We came to live in Khan Younis in 1996. We were living in Saudi
Arabia and like everybody else we wanted to return to our own country
after the Oslo agreement and the formation of the Palestinian Authority
(PA).
My husband is a construction engineer and the PA had commissioned
a lot of work in Palestine. Now he is working in Abu Dhabi in the
United Arab Emirates but he cannot rejoin me in Palestine.
I live here alone with my three daughters and, when he was alive,
with Ahmed. Ahmed and Shadi had a deep bond of friendship between
them, even deeper than family bonds, they were always out together,
they stayed very little at home.
Once Shadi's younger brother went to throw stones at the Al Tufah
check-point, so Shadi and my son went to fetch him and bring him
home. But on the way back they split up, Shadi and his little brother
went one way and Ahmed the other.
On the way home Ahmed took shelter behind a wall because soldiers
were shooting at him but some dumdum bullets hit the corner of the
wall. They exploded a few centimetres from his face and fragmented
the corner so that splinters from the wall went into one eye.
When they brought him to hospital they said he would have to be
operated on because he risked losing the sight of the eye. Then
the PA had him transferred to Saudi Arabia where they operated on
him twice and managed to save the sight even though he had to wear
glasses.
It was on a Friday evening when Ahmed told me that he was going
to a wedding at Raffah with his friends Shadi and Muhammad. I never
knew a thing of what Ahmed did in the resistence, but I felt something
bad was going to happen though I didn't know what.

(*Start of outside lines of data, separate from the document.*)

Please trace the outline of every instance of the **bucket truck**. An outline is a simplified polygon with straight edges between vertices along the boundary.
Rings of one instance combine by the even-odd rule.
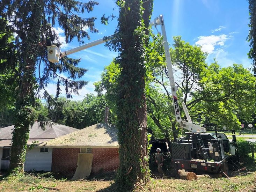
[[[231,145],[225,134],[217,133],[216,127],[214,135],[206,133],[205,125],[192,122],[183,102],[182,105],[186,118],[182,119],[177,96],[178,88],[174,81],[162,15],[155,18],[151,24],[156,28],[159,25],[161,26],[176,121],[180,128],[190,132],[185,133],[185,137],[178,139],[172,143],[171,162],[177,169],[185,169],[196,172],[222,171],[224,175],[228,174],[227,161],[232,155],[235,155],[235,147]],[[233,139],[235,140],[235,132],[232,131]]]
[[[184,102],[182,103],[182,105],[186,118],[184,120],[182,119],[177,95],[177,87],[174,81],[162,15],[155,19],[153,22],[151,22],[151,24],[156,28],[158,25],[161,26],[176,120],[181,128],[190,132],[186,133],[187,136],[185,138],[178,139],[176,142],[172,143],[171,161],[176,165],[177,169],[214,173],[219,172],[224,165],[226,167],[225,165],[229,156],[225,155],[224,152],[228,153],[234,150],[231,150],[229,141],[224,134],[220,135],[217,135],[217,132],[216,135],[206,133],[205,125],[192,122]],[[112,37],[113,35],[110,36],[63,52],[56,45],[47,46],[48,60],[52,62],[58,62],[60,59],[64,57],[103,43]],[[224,140],[228,142],[225,150],[223,145]],[[232,155],[234,155],[233,153]],[[225,171],[227,172],[227,169],[225,169]],[[223,169],[222,170],[224,171]]]

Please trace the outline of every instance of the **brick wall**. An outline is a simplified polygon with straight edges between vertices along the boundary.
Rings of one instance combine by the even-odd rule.
[[[93,167],[91,174],[113,172],[119,167],[118,148],[93,148]]]
[[[73,176],[76,169],[80,148],[53,148],[52,149],[52,171]]]
[[[119,166],[118,148],[93,148],[93,166],[91,174],[111,172]],[[80,148],[53,148],[52,171],[73,176],[77,165]]]

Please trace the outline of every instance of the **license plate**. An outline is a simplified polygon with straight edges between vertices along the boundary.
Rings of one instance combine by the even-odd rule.
[[[191,168],[197,168],[197,165],[196,164],[190,164]]]

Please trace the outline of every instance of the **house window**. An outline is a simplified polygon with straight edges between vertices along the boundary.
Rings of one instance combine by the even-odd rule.
[[[3,149],[3,156],[2,160],[9,160],[10,157],[10,148]]]
[[[41,147],[40,148],[40,153],[48,153],[48,148]]]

Later on I twice phoned my sister who lives in Raffah. The first
time I asked her to send her son to see where Ahmed was and the
second time I spoke directly with her son,who had already returned
home, and he told me that Ahmed was still at the celebration.
It was already night when my daughter's husband called me to ask
if Ahmed had returned home. I answered no, he hadn't yet returned.

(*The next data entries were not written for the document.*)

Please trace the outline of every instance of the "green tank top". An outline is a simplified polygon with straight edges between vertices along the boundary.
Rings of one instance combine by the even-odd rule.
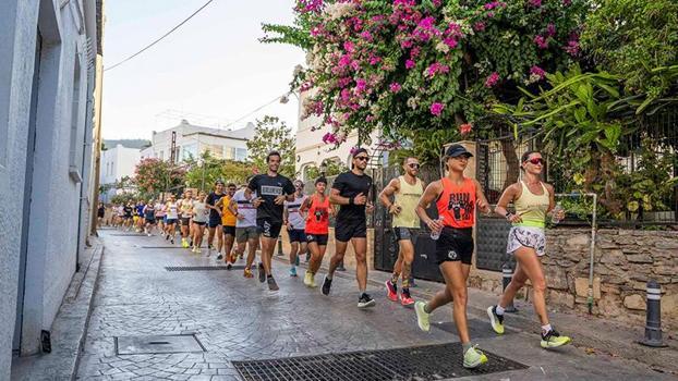
[[[410,185],[404,176],[398,177],[400,190],[395,195],[395,201],[400,206],[400,213],[394,216],[394,228],[420,228],[416,205],[424,193],[422,181],[416,179],[414,185]]]
[[[530,192],[525,183],[521,181],[520,184],[522,185],[522,193],[520,197],[513,201],[513,206],[516,207],[516,214],[522,218],[522,222],[513,223],[513,226],[545,228],[546,211],[550,202],[548,189],[546,189],[544,183],[540,182],[544,189],[544,194],[535,195]]]

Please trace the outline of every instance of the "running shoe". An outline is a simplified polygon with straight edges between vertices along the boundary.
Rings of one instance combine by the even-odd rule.
[[[474,345],[467,349],[467,353],[463,354],[463,367],[468,369],[477,368],[481,365],[487,362],[487,356],[480,351],[476,349],[477,345]]]
[[[487,307],[487,316],[492,329],[498,334],[504,334],[504,315],[497,315],[497,306]]]
[[[391,282],[391,280],[389,279],[388,281],[385,282],[385,284],[386,284],[386,296],[391,302],[398,300],[398,288],[396,287],[394,282]]]
[[[245,268],[245,271],[242,275],[245,278],[254,278],[254,274],[252,274],[252,270],[250,270],[250,268]]]
[[[370,297],[367,293],[363,293],[363,295],[361,295],[358,299],[358,308],[374,307],[376,305],[377,303],[372,297]]]
[[[400,292],[400,304],[403,306],[411,306],[414,304],[414,299],[410,296],[409,288],[402,288]]]
[[[416,312],[416,324],[419,329],[428,332],[431,330],[431,322],[428,321],[431,314],[426,312],[425,307],[426,304],[424,302],[416,302],[414,304],[414,312]]]
[[[273,276],[268,276],[268,290],[270,291],[278,291],[280,290],[280,287],[278,287],[278,283],[276,283],[276,280]]]
[[[329,290],[332,287],[332,280],[325,275],[323,281],[323,295],[329,295]]]
[[[259,270],[259,282],[262,283],[266,282],[266,271],[264,271],[264,263],[259,262],[258,270]]]
[[[550,329],[550,331],[542,333],[541,344],[542,348],[545,349],[557,348],[571,342],[572,340],[570,337],[561,336],[560,333],[558,333],[558,331],[554,330],[553,328]]]

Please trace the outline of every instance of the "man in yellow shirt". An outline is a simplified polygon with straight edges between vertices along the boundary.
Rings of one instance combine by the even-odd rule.
[[[227,186],[226,195],[221,197],[216,204],[216,207],[221,209],[221,228],[223,229],[223,255],[219,253],[217,259],[221,259],[226,256],[226,266],[229,269],[235,261],[235,258],[231,256],[231,249],[233,248],[233,242],[235,241],[235,222],[238,221],[238,212],[233,213],[229,209],[231,198],[234,194],[235,184],[229,183]]]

When my sister came to Khan Younis and knocked on my door in tears
I understood that Ahmed was dead.
Three days after this blow Shadi's mother and sister came to visit
me. He had died together with my son, but I couldn't yet manage
to cry, I don't know why, perhaps my grief was too great.
Today when I see the TV and look at all those youngsters who are
dying on the West Bank, I cry a lot but I can't do it before my
daughters. I cry by myself, I don't want others to see my grief.
Ahmed was my only boy and when all my daughters will have married
I will remain alone,
I dont have any other sons to take care of me when I will be old.